Between 1950 and 1980, reflectivity radars, which measure the position and intensity of precipitation, were incorporated by weather services around the world. The early meteorologists had to watch a cathode-ray tube. In 1953 Donald Staggs, an electrical engineer working for the Illinois State Water Survey, made the first recorded radar observation of a "hook echo" associated with a tornadic thunderstorm.

The first use of weather radar on television in the United States was in September 1961. As Hurricane Carla was approaching the state of Texas, local reporter Dan Rather, suspecting the hurricane was very large, took a trip to the U.S. Weather Bureau WSR-57 radar site in Galveston in order to get an idea of the size of the storm. He convinced the bureau staff to let him broadcast live from their office and asked a meteorologist to draw him a rough outline of the Gulf of Mexico on a transparent sheet of plastic. During the broadcast, he held that transparent overlay over the computer's black-and-white radar display to give his audience a sense both of Carla's size and of the location of the storm's eye. This made Rather a national name and his report helped in the alerted population accepting the evacuation of an estimated 350,000 people by the authorities, which was the largest evacuation in US history at that time. Just 46 people were killed thanks to the warning and it was estimated that the evacuation saved several thousand lives, as the smaller 1900 Galveston hurricane had killed an estimated 6000-12000 people.

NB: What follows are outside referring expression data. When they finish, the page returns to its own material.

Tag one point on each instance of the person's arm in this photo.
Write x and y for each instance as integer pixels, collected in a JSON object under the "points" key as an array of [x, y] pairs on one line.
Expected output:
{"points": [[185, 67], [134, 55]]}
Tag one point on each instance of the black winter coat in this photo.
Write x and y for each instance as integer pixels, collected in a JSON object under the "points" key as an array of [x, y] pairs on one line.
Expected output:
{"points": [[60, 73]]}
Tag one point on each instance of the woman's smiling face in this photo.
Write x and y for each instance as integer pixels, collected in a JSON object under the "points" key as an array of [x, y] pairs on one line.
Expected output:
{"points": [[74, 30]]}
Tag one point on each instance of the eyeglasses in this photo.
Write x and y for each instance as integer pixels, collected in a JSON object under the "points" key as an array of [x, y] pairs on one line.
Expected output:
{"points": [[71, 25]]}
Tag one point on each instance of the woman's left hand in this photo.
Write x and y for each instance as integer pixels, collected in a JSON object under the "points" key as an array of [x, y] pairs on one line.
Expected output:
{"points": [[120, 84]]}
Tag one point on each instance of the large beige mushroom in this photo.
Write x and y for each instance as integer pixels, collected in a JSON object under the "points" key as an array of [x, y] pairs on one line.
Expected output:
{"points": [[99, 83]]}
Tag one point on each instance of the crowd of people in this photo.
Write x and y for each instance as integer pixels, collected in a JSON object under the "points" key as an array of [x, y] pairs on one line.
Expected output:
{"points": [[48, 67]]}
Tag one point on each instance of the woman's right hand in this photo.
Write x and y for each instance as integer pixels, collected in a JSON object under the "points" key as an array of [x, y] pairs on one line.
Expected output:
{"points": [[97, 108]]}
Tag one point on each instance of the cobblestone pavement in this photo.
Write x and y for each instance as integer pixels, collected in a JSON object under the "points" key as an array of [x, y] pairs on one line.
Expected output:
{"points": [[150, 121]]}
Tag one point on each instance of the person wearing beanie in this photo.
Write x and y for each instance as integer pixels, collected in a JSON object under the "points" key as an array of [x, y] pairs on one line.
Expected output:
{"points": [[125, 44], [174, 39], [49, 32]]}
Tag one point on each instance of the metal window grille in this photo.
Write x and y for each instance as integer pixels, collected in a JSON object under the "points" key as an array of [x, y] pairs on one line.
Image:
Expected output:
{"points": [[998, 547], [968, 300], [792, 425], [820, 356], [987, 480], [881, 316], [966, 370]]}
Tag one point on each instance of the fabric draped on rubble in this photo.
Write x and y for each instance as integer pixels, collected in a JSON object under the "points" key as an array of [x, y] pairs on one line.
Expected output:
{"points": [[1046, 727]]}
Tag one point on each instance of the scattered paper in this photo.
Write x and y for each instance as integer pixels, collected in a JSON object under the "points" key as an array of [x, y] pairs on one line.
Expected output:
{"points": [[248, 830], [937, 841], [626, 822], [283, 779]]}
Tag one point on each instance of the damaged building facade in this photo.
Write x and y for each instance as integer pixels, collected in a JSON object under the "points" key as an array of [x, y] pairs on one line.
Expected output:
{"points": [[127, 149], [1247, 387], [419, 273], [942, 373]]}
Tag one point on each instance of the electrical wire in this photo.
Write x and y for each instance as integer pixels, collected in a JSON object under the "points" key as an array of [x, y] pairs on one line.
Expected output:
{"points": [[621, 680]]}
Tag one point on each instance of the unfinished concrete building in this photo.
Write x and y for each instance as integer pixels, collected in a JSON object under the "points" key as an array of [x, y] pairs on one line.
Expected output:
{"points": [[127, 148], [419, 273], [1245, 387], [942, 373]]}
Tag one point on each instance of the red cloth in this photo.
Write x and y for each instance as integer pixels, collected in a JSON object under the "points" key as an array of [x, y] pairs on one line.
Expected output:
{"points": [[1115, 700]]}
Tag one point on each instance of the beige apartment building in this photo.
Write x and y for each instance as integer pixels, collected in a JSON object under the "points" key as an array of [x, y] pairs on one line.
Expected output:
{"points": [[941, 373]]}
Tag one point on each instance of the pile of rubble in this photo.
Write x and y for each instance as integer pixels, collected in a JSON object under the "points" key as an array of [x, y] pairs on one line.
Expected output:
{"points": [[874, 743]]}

During the 1970s, radars began to be standardized and organized into networks. The first devices to capture radar images were developed. The number of scanned angles was increased to get a three-dimensional view of the precipitation, so that horizontal cross-sections (CAPPI) and vertical cross-sections could be performed. Studies of the organization of thunderstorms were then possible for the Alberta Hail Project in Canada and National Severe Storms Laboratory (NSSL) in the US in particular.

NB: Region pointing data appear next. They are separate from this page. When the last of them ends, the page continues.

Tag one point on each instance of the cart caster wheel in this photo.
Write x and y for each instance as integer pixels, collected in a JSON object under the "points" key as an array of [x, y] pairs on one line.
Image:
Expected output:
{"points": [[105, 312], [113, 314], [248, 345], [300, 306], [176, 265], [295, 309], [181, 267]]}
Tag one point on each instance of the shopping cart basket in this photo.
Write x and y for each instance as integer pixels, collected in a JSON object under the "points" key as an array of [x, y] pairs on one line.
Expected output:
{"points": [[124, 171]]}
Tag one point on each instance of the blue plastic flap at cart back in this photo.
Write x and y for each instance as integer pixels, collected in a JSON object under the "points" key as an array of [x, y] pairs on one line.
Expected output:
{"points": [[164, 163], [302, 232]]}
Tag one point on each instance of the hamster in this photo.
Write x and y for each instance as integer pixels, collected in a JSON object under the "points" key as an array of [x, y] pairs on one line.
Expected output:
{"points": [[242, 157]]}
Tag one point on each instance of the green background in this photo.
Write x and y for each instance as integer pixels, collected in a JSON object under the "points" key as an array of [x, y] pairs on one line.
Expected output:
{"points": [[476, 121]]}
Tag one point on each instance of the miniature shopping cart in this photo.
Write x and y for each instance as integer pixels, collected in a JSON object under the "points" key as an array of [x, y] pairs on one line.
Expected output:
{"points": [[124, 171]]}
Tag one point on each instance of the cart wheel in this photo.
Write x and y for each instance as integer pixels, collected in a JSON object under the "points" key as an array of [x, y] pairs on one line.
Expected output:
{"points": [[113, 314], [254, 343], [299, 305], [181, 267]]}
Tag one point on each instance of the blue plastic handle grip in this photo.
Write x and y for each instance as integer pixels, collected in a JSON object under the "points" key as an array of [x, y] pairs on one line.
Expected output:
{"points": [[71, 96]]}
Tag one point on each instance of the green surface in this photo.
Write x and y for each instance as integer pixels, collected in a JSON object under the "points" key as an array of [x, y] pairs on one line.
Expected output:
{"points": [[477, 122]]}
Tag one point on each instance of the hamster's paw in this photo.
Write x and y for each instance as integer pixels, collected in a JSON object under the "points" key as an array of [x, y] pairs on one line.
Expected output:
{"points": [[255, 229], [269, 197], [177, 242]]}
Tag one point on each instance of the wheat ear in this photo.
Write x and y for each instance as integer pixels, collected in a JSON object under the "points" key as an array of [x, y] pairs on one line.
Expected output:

The NSSL, created in 1964, began experimentation on dual polarization signals and on Doppler effect uses. In May 1973, a tornado devastated Union City, Oklahoma, just west of Oklahoma City. For the first time, a Dopplerized 10 cm wavelength radar from NSSL documented the entire life cycle of the tornado. The researchers discovered a mesoscale rotation in the cloud aloft before the tornado touched the ground – the tornadic vortex signature. NSSL's research helped convince the National Weather Service that Doppler radar was a crucial forecasting tool. The Super Outbreak of tornadoes on 3–4 April 1974 and their devastating destruction might have helped to get funding for further developments.^{[citation needed]}

Between 1980 and 2000, weather radar networks became the norm in North America, Europe, Japan and other developed countries. Conventional radars were replaced by Doppler radars, which in addition to position and intensity could track the relative velocity of the particles in the air. In the United States, the construction of a network consisting of 10 cm radars, called NEXRAD or WSR-88D (Weather Surveillance Radar 1988 Doppler), was started in 1988 following NSSL's research. In Canada, Environment Canada constructed the King City station, with a 5 cm research Doppler radar, by 1985; McGill University dopplerized its radar (J. S. Marshall Radar Observatory) in 1993. This led to a complete Canadian Doppler network between 1998 and 2004. France and other European countries had switched to Doppler networks by the early 2000s. Meanwhile, rapid advances in computer technology led to algorithms to detect signs of severe weather, and many applications for media outlets and researchers.